Monday, May 30, 2011

To enable Performance Profiling log with Guice AOP and Logback

I always want my methods to be profiled, so that I can learn about how fast/slow it is from a high level perspective at first. Then break it down to make it even faster.

I am using WebDriver to do automation testing, so i want to trace certain end user experience from performance perspective as well.

For example, if I want to measure Login action's response time, my intention is to enable my profiling log by just add @Profiled annotation in front of corresponding "Login" method:
 
@Profiled
public void clickLoginBtn() throws InterruptedException{  
           driver.findElement(By.id("login")).click();  
           if(!myWaiter.waitForMe(By.cssSelector("div.starcite-hyperlink"), 25, timeout)) return ;  
      }  

To make @Profiled work, i chose Guice as it is so called light weight and easy of use:

Step1: Create an annotation called Profiled:
 import java.lang.annotation.ElementType;  
 import java.lang.annotation.Retention;  
 import java.lang.annotation.RetentionPolicy;  
 import java.lang.annotation.Target;  
 @Retention(RetentionPolicy.RUNTIME)  
 @Target(ElementType.METHOD)  
 public @interface Profiled {  
 }  

Step2:Create matchers for the classes and methods to be intercepted:

 import com.google.inject.AbstractModule;  
 import com.google.inject.matcher.Matchers;  
 public class ProfiledModule extends AbstractModule {  
      @Override  
      public void configure() {  
           // TODO Auto-generated method stub  
           PerfTracing perftracing = new PerfTracing();  
           requestInjection(perftracing);  
           bindInterceptor(  
                     Matchers.any(),  
            Matchers.annotatedWith(Profiled.class),  
            perftracing);  
        }  
      }  

Step3: Write your own MethodInterceptor to do profiling using Logback
 import java.util.Arrays;  
 import org.aopalliance.intercept.MethodInterceptor;  
 import org.aopalliance.intercept.MethodInvocation;  
 import org.slf4j.Logger;  
 import org.slf4j.LoggerFactory;  
 public class PerfTracing implements MethodInterceptor{  
      private Logger logger = LoggerFactory.getLogger("PerfLog");  
      @Override  
      public Object invoke( MethodInvocation invocation) throws Throwable {  
           // TODO Auto-generated method stub  
           long start = System.nanoTime();  
     try {  
       return invocation.proceed();  
     }   
     finally {  
          if(logger.isDebugEnabled()){  
               Object[] paramArray = {     invocation.getMethod().getName(),   
                                             Arrays.toString(invocation.getArguments()),   
                                             (System.nanoTime() - start) / 1000000};  
            logger.debug("Invocation of method: {} with parameters: {} took: {} ms." , paramArray);  
          }  
     }  
      }  
 }  

Why I choose Logback for logging? please refer to this post :)

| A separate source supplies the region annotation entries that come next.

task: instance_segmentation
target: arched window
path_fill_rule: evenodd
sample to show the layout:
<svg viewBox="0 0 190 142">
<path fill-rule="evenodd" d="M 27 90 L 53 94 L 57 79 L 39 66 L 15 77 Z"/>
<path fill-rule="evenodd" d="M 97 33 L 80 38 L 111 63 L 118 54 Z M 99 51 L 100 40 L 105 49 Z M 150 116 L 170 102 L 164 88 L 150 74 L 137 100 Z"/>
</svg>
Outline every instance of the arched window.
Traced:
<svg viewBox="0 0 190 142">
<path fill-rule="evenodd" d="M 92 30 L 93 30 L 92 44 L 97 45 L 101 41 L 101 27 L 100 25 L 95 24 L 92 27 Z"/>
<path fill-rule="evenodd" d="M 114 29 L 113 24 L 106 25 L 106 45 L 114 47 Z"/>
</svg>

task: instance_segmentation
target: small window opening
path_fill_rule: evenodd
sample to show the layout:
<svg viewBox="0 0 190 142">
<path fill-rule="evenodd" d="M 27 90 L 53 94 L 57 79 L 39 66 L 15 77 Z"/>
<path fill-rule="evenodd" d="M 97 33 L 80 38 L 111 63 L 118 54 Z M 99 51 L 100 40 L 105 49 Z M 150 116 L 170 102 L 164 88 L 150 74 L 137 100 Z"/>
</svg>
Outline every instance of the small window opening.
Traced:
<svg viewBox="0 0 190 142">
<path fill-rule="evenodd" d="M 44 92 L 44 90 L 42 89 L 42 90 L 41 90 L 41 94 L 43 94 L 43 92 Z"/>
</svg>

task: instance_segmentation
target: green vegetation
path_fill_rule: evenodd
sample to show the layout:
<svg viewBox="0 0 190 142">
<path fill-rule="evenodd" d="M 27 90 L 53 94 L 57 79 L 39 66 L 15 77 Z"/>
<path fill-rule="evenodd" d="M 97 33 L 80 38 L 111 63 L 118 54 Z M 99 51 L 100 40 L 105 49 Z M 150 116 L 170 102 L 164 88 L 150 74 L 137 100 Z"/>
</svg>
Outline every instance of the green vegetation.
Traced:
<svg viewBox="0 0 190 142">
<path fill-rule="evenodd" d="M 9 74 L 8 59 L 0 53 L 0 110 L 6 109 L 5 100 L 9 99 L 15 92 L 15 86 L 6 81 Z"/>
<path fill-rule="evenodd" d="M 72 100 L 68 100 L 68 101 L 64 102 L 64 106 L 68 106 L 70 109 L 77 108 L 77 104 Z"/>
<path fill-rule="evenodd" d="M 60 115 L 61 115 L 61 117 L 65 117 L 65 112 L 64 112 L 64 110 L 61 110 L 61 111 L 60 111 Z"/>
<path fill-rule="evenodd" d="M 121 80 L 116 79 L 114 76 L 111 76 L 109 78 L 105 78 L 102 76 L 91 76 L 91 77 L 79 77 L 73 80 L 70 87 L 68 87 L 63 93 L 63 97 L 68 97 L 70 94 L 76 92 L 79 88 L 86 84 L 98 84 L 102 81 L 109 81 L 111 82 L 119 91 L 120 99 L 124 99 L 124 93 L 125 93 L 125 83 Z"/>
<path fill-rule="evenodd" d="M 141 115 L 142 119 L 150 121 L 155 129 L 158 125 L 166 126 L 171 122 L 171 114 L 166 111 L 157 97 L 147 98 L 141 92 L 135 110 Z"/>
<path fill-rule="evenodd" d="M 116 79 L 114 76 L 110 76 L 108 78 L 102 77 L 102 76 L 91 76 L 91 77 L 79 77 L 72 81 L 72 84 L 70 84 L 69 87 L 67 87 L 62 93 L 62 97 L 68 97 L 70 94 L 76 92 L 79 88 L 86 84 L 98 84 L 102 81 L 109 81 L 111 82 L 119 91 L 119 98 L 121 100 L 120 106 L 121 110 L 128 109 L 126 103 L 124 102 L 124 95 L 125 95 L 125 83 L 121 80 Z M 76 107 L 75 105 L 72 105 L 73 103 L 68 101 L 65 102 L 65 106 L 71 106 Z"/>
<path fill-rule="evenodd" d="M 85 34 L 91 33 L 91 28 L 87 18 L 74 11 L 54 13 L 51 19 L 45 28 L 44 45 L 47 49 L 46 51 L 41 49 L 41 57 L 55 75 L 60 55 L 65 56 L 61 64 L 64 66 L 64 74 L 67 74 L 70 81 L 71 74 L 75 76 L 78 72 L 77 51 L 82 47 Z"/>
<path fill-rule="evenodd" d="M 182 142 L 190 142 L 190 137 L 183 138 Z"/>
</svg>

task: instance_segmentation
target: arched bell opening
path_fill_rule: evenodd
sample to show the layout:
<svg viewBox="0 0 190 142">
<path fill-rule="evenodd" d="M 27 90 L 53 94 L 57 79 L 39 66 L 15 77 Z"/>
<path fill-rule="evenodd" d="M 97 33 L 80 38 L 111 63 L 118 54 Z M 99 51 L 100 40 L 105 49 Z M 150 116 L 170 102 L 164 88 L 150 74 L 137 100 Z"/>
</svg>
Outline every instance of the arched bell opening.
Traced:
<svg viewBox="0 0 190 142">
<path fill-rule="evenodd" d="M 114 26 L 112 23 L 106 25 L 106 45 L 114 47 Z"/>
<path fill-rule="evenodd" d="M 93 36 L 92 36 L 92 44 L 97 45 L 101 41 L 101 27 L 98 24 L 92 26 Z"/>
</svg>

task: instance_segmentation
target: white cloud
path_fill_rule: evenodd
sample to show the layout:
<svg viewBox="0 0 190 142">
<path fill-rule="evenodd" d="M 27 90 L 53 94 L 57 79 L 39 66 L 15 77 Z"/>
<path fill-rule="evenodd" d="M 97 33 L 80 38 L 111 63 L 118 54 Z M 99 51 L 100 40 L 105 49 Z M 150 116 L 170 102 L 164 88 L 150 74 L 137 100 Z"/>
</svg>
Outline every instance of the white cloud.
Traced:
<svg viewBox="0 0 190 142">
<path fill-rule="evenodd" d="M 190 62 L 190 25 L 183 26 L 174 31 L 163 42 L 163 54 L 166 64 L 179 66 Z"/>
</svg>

For Logback configuration, here is my sample:
 <?xml version="1.0" encoding="UTF-8"?>  
 <!-- Reference Manual http://logback.qos.ch/manual/index.html -->  
 <configuration>  
   <appender name="stdout" class="ch.qos.logback.core.ConsoleAppender">   
     <encoder charset="UTF-8">  
       <pattern>%d{HH:mm:ss.SSS} [%thread] %-5level %logger - %msg%n</pattern>  
     </encoder>  
   </appender>   
   <appender name="PerfLog" class="ch.qos.logback.core.rolling.RollingFileAppender">  
     <rollingPolicy class="ch.qos.logback.core.rolling.TimeBasedRollingPolicy">  
       <fileNamePattern>PerfLog-%d{yyyy-MM-dd}.log</fileNamePattern>  
       <maxHistory>30</maxHistory>  
     </rollingPolicy>   
     <encoder>  
       <pattern>%d{HH:mm:ss.SSS} [%thread] %-5level %logger - %msg%n</pattern>  
     </encoder>  
   </appender>  
   <logger name="PerfLog" additivity="false">  
        <level value="DEBUG"/>  
        <appender-ref ref="PerfLog" />  
   </logger>  
   <root level="ERROR">  
     <appender-ref ref="stdout" />  
   </root>  
 </configuration>  

The output in your log file should be like this:
 15:02:49.351 [main] DEBUG PerfLog - Invocation of method: clickLoginBtn with parameters: [] took: 3027 ms.  

Please notice Guice AOP's Limitations:
* Classes must be public or package-private.
* Classes must be non-final
* Methods must be public, package-private or protected
* Methods must be non-final
* Instances must be created by Guice by an @Inject-annotated or no-argument constructor

So You may have to change your source code to make Guice AOP work properly.